Font Size:  

There had been a time when he’d have said more. Let his father in on his troubles. Caleb had been uncomfortable around his dad since the stroke, unsure how to deal with the situation. Katie gave him a hard time about it. He’s just Dad, she’d say, exasperated. He’s the same.

But he was different, and every reminder of it hit Caleb like a physical blow. He pitied his father, and pity didn’t sit right between them. He didn’t want to feel sorry for his dad any

more than Dad wanted to see it on his face.

So they did this. The short conversations and the companionable silence thing. They’d always worked well together. As the only son, Caleb had been raised fetching tools and accepting his father’s instructions on how to clean up graffiti and get stains out of carpet. How to keep the roof in good shape and the flower beds looking their best. Hundreds of things.

“Dropped by the office on my way back from town,” Derek said, accepting the piece of flooring Caleb passed out of the bathroom, relief cuts completed, and handing him the tub of glue and a putty knife. “Katie told me something interesting.”

“About Levi?”

“Mmm-hmm.”

They were silent for a minute while Caleb spread glue. Finally, he blurted out, “I wish she’d told me. I could’ve helped her get home to Camelot after he walked out, at least. But I wish she’d told me back when she married him.”

“I’m sure she had her reasons.”

“I could’ve helped,” he repeated.

“Everybody has to make their own mistakes.”

Caleb had certainly made his share, but he’d have preferred to keep Katie perpetually eight years old, untouched by anything hard and dangerous in life. Untouched by Levi Rider, that was for sure.

Not exactly realistic, but that was how he’d always felt about her.

“She tell you not to say anything to Mom?” he asked.

“Mmm-hmm.”

Mom was going to give her seven different kinds of hell when she found out. “She seems all right, though.”

“You know Katie. Tough as nails, that girl. Takes after her mother. She’ll be fine.”

Caleb spread glue. His dad was probably right. Katie was tough. When he handed the tub back to his father and received the flooring again, Derek said, “I’d like to hang that Rider kid from the nearest yardarm.”

“Draw and quarter the little asshole,” Caleb agreed.

They began to ease the vinyl in place, lining up the factory edge with the long, uninterrupted wall so the pattern wouldn’t come out crooked.

“Make soup from his guts,” Derek said after a few beats.

“Break all his bones, one at a time.”

“Mess up that smarmy smile of his.”

“Cut off his balls and make him eat them.”

Derek laughed. “Now that’s just plain disgusting, son.”

Caleb smiled, and for a while, he forgot about the stroke and simply enjoyed his father’s company.

By the time they finished up, it was two o’clock, and he needed a shower. He stopped home, cleaned up, ditched the black shirt, and went to his office. Katie seemed disappointed that he’d taken away her comedic inspiration.

She dispatched him to pick up Nana Short from her new place and drop her by Carly’s, which he did, and then Nana asked him to drive to the Village Market for groceries.
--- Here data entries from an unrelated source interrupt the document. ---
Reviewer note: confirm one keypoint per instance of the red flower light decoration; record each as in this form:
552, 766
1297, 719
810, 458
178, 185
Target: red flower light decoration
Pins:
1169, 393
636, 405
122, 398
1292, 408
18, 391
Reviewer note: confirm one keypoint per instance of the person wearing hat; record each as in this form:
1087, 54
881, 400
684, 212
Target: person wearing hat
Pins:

After that, it was home again for dinner with Katie, a casserole to take to Carly, and he was beginning to feel like an errand boy.

“Stay for dinner,” Nana said. She carried the casserole into the kitchen and emerged to say, “Over at the home, I never get to eat with hot young things like you.”

“Don’t call it ‘the home,’ ” Carly said from the couch. “You make it sound like we’ve stuck you in one of those nightmare nursing homes from the movies where they neglect you and you get bedsores while they steal all your money. You picked this place out, for crying out loud. It looks like freaking Palm Springs. It’s the nicest condo in the county.”